Besides his native tongue he understood Latin, Italian, Spanish, French, Hindustani, Arabic, Persian, and Sanskrit.

In geography, he wrote a Descriptio Indiæ, a circumstantial description of the twenty-two provinces of India, of its cities, fortresses, and the most important smaller towns, together with an exact statement of geographical positions, calculated by means of a simple quadrant. The work also contains a large numbers of maps, plans, and sketches drawn by himself, and the list of geographical positions fills twenty-one quarto pages. He also prepared a large book of maps on the Ganges Basin, entitled: Cursus Gangæ fluvi Indiæ maximi, inde Priaga seu Elahbado Calcuttam usque ope acus magneticæ exploratus atque litteris mandatus aJ. T. S. J. (1765). The original map of the lower course of the river measures 15', that of the middle course, from Benares to Patna, measures 4' 3" square. In addition there is a map of similar dimensions of the Gagra, the whole accompanied by numerous notes, sketches of particular parts, and maps giving details. he also wrote a work on the regions containing the sources of the chief rivers of India.
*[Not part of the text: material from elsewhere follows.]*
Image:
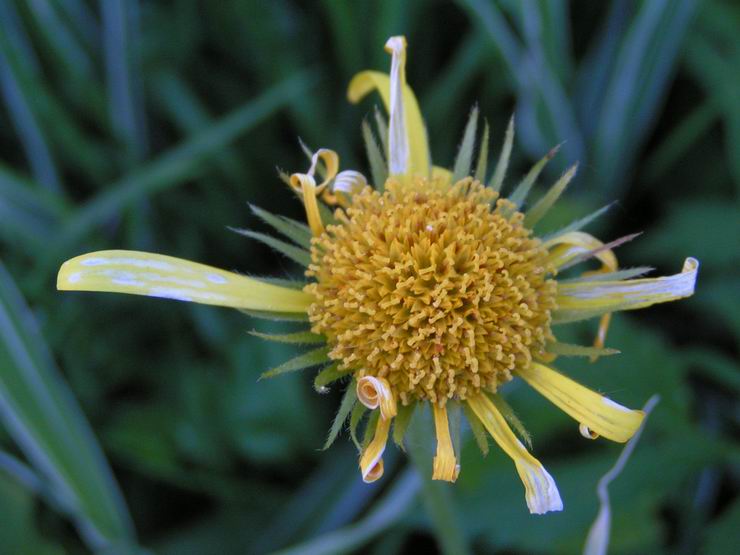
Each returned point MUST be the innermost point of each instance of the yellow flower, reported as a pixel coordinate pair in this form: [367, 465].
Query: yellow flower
[429, 288]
In the field of religions he wrote Brahmanism, a work directed against the writings of the Irishman John Zephaniah Holwell and the Scotsman Alexander Dow. Others of his writings were on Indian polytheism, Indian asceticism, the religion of the Parsees, Islam, the relation of these religions to one another, etc. His writings in the department of the natural sciences are: astronomical observations on the sunspots and Zodiacal light, studies on Hindu astronomy, astrology, and cosmology, and descriptions and observations of the flora and fauna of India. He also wrote in Latin on the origin of Hindus and of their religion, an account in German of the expeditions of Nadir Shah to India, the deeds of the Mughal Shah Alam in Persian, and in French in incursions of the Afghans and the conquest of Delhi, and the contemporary history of India, 1757–64. In linguistics he wrote a Sanskrit-Parsee lexicon, treatises in Latin on the language of the Parsees, on the proper pronunciation of Latin, etc.

Tiefenthaler sent these works in manuscript partly to the Danish scholar Dr. Kratzenstein in Copenhagen, partly to the French orientalist and geographer A. H. Anquetil-Duperron (1731–1805). The latter praised the value and importance of the works, especially those on geography, in his address before the French Academy of Sciences (Journal des Scavans, Dec., 1776), and made the writing of Tiefenthaler partly accessible to the academic world in his Recherches hist. et géogr. sur l'Inde (1786), and also in his Carte général du cours du Gange et du Gagra dressée par les cartes particuliéres du P. Tieffenthaler (Paris, 1784). A part of the manuscripts in Copenhagen were obtained by the German scholar Johann Bernoulli of Berlin who used them in connection with the Recherches of Anquetil for the work Des Pater Joseph Tieffenthalers d. Ges. Jesu. und apost. Missionarius in Indien historisch-geographische Beschreibung von Hindustan . . . (3 vols., quarto, Berlin-Gotha, 1785–87). The greater part of the first two volumes is devoted to Tiefenthaler's writings, his maps, and sketches. the French edition, entitled Description hist. et géogr. de l'Inde . . . appeared in Berlin in three vols. (1786–91). A large part of his manuscripts are probably still extant in Paris and Copenhagen.